Now questions about how the bill was pushed through Congress could make them even more leery. The House Ethics Committee and the FBI launched investigations into whether G.O.P. members of the House offered fellow Republican Nick Smith of Michigan a bribe -- in the form of a hefty contribution to his son's congressional campaign -- to vote for the measure on November 22.
And the inspector general of the Department of Health and Human Servic es (HHS) began a probe into charges by Richard Foster, Medicare's top cost analyst, that the program's then administrator, Thomas Scully, threatened to fire him last June if he told Congress the prescription-drug bill would cost more than $500 billion, well above the $400 billion the Administration had publicly acknowledged. The higher number wasn't released until after the vote. (Scully denies making the threat.)
From today's Guardian, "Bush ignored terror threat, claims ex-aide":
George Bush's re-election campaign suffered a stinging blow yesterday when the president's former chief counter-terrorism adviser accused him of doing "a terrible job" in protecting America against attack, largely because of a fixation on Iraq.Richard Clarke, who retired as the White House counter-terrorism coordinator last year, accused the president of putting pressure on him to find evidence of Iraqi involvement in the September 11 attacks, despite being told repeatedly that there was no link.

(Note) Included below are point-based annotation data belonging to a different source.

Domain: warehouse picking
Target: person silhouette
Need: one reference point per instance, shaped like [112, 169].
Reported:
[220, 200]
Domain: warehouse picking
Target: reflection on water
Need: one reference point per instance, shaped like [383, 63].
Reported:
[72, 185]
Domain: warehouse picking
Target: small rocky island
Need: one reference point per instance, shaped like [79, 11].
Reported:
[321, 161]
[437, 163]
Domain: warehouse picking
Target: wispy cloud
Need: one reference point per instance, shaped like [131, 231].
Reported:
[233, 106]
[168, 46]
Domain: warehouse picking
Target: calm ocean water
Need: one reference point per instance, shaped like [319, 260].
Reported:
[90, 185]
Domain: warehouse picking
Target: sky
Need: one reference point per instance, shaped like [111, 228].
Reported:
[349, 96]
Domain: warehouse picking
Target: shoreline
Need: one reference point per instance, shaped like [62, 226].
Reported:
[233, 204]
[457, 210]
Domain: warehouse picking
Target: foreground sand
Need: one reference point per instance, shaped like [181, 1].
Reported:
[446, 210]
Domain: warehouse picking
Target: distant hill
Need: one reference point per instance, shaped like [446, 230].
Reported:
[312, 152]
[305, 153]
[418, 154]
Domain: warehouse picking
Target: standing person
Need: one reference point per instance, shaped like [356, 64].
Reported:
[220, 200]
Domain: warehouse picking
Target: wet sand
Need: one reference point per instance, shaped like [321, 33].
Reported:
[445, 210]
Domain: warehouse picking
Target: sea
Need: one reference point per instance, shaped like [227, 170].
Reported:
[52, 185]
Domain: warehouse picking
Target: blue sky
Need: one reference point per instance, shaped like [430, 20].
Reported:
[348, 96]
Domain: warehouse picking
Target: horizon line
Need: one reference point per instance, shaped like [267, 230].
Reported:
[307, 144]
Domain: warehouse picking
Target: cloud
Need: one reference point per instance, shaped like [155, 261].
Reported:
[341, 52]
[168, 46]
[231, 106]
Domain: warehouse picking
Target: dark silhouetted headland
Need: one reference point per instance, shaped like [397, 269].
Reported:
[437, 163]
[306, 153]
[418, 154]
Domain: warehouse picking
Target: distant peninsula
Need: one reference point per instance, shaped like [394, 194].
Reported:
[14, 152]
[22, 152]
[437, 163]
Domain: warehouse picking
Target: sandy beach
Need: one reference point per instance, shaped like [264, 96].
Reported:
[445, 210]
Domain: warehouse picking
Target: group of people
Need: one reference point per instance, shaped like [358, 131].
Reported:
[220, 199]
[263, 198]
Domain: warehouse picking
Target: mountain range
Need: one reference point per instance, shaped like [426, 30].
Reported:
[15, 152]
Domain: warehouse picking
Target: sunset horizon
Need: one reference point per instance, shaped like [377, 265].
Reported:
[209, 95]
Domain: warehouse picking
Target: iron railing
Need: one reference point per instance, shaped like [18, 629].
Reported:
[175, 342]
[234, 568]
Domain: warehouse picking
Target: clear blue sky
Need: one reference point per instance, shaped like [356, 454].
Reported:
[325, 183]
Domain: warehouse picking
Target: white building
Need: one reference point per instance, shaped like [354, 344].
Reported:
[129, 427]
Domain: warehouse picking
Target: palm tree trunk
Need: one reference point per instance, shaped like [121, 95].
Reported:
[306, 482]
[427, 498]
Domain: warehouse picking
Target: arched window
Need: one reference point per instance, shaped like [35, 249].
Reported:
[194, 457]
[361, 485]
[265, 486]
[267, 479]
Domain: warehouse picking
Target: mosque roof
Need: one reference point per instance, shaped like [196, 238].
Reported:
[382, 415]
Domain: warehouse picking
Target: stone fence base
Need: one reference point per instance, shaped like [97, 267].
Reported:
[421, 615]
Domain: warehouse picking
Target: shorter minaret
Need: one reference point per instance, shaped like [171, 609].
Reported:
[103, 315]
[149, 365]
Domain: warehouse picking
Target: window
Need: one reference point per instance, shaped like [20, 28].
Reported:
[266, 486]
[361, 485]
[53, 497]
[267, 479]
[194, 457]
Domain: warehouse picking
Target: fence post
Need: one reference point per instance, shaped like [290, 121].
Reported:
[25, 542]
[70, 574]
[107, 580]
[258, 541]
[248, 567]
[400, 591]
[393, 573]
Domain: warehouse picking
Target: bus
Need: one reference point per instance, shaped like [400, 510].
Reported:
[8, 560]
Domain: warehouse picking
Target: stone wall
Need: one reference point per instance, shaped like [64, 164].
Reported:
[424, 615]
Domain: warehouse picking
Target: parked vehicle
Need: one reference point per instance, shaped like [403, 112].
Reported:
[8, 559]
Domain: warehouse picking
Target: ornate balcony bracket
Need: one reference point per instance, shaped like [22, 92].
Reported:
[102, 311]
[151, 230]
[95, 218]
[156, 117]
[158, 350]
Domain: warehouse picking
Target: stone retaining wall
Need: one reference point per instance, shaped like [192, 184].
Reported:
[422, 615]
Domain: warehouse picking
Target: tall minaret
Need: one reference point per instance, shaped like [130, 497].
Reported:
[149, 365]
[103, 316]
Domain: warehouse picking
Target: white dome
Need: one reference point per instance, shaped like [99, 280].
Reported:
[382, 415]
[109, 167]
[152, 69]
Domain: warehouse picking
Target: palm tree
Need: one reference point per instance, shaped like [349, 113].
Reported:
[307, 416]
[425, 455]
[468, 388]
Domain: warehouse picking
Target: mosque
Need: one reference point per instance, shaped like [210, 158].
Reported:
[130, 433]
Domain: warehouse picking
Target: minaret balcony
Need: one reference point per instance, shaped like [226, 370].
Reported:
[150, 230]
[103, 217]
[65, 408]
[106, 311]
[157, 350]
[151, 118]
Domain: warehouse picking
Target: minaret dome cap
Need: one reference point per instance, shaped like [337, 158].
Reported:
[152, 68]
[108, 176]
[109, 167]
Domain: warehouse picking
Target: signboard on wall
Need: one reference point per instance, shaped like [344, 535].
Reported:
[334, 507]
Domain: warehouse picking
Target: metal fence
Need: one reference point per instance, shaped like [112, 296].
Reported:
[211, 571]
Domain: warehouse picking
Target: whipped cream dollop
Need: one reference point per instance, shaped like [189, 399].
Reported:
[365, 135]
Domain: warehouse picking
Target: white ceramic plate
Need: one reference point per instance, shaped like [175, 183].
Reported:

"I think he's done a terrible job on the war against terrorism," said Mr Clarke.
"Frankly, I find it outrageous that the president is running for re-election on the grounds that he's done such great things about terrorism. He ignored it. He ignored terrorism for months, when maybe we could have done something to stop 9/11. Maybe. We'll never know."
[. . .]
White House officials have questioned Mr Clarke's impartiality, pointing out that he served as counter-terrorist "czar" in Bill Clinton's White House, and although he stayed on after Mr Bush's election, he lost his cabinet rank. However, Mr Clarke also served as a state department counter-terrorism adviser under President Reagan and the first President Bush.
A senior Republican senator, Chuck Hagel, yesterday described Mr Clarke as "a serious professional", adding that "the White House is going to have to answer these charges".